After the Lowlands Capt. Jackson was mate of the Elmsgarth (above), which had been built in 1896 as the Jaunita North for that grand old company Nitrate Producers Steamship Company. Two years were spent in the Elmsgarth partly chartered on the Indian coast running coal from Calcutta, a hard trade for a ship with European crew, for they never took kindly to coasting in the tropics.

Capt. Jackson’s Masters Certificate was issued at Cardiff in 1902. After that Capt. Jackson spent some years with Runcimans, a period which spanned the First World War. Here again, it was strange how luck enters our lives for, although he was constantly in the war zone and had narrow escapes from torpedoes, he was never in a ship that was struck, whereas other men were torpedoed several times. On one occasion in convoy a torpedo intended for his ship just missed her and struck the next vessel the Pennyworth. On another occasion in the Exmoor, the London pilot on the bridge actually saw the U-boat’s periscope and it was the fact of her being so close that saved them, the two torpedoes going under the ship.

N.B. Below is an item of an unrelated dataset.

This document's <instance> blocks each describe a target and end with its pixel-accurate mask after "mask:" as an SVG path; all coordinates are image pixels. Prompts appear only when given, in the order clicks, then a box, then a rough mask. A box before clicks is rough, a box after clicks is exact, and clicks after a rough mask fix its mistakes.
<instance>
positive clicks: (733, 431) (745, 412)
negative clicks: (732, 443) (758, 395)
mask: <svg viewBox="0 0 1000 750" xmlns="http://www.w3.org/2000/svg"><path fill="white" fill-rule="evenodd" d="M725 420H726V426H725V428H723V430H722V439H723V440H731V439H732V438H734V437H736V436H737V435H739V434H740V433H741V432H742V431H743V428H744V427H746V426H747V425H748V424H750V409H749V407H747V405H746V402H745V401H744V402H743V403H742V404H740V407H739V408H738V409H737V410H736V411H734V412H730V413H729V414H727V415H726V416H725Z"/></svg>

Soon after the First World War Capt. Jackson was for a time mate of the ex-German steamer Elbing (above), a two funnelled vessel built in 1898 for the Deutsche Australische Dampfschiffs Gesellschaft of Hamburg. But by 1921, world trade was in a bad way and Runcimans started selling off their ships so, again, it was a case of finding a new job.

Capt. Jackson then joined the Western Counties S.S. Company and sailed in the Inchmead, which had been Runciman’s Inchmoor, and was chartered to the Italian Government.

Then command came in the new ship Cedrus of 4,094grt (above), a ship owned by Howard Tennens of the Arbor S.S. Company, and for some years Capt. Jackson was in the Australian trade. But then the owner died and his ships sold. Cedrus was sold to Buries Markes.

The great depression was upon the world and Capt. Jackson stayed at home through those years before eventually returning to sea as mate of the London Greek Panos in which he spent three years, part of it trading between the USA, River Plate and North Africa.

When the Second World War started he was already a man of 62 but remained at sea all throughout the war, much of it spent in the Chellow steamer Pendeen (above). There again he was lucky and, although constantly in dangerous waters, he escaped the torpedoes and bombs which took such a toll on allied shipping.

His last ship was the Dallas City (above), an 10,315 ton deadweight steamer owned by Sir William Reardon Smith, in which he served until 1948 when he was 71 years of age. After that he retired to Robin Hood’s Bay and has led an active life afterwards.

Capt. Jackson is known to have sailed in other ships not mentioned, these include the 5,387grt Poplar Branch of Nautilus SS Co. (above), built 1902 Wathfield, built 1904, Arranmoor built 1915, Ornus, built 1907, Ulmus built 1926, and Cape Colonna built 1889 and broken up in 1912, but that is another story! The changes which have taken place in the lifetime of Capt. Jackson are truly remarkable.

He went to sea in a little old collier brig, when such ships were still common enough to hardly claim a second glance and was still at sea when the fateful bomb was dropped on Hiroshima. The links connecting his life with earlier times are no less remarkable.

The 3,012grt Wathfield of Doughty Shipping was built in 1905

Some of the retired seamen he must have known as a child in the 1880s had been born before Nelson fell at Trafalgar and were already at sea when Waterloo was fought. Something of the time and its relativity are brought home when one thinks of these things.

The2,707grt Cape Colonna of W. Milburn & Co. was built in 1889

Captain Jackson, was my Grandfather, he had a long retirement and died on Christmas Day 1969 at the age of 92. The cottages in Robin Hood’s Bay still stand, but are now 2nd homes or holiday lets and the reliance is on the tourist industry.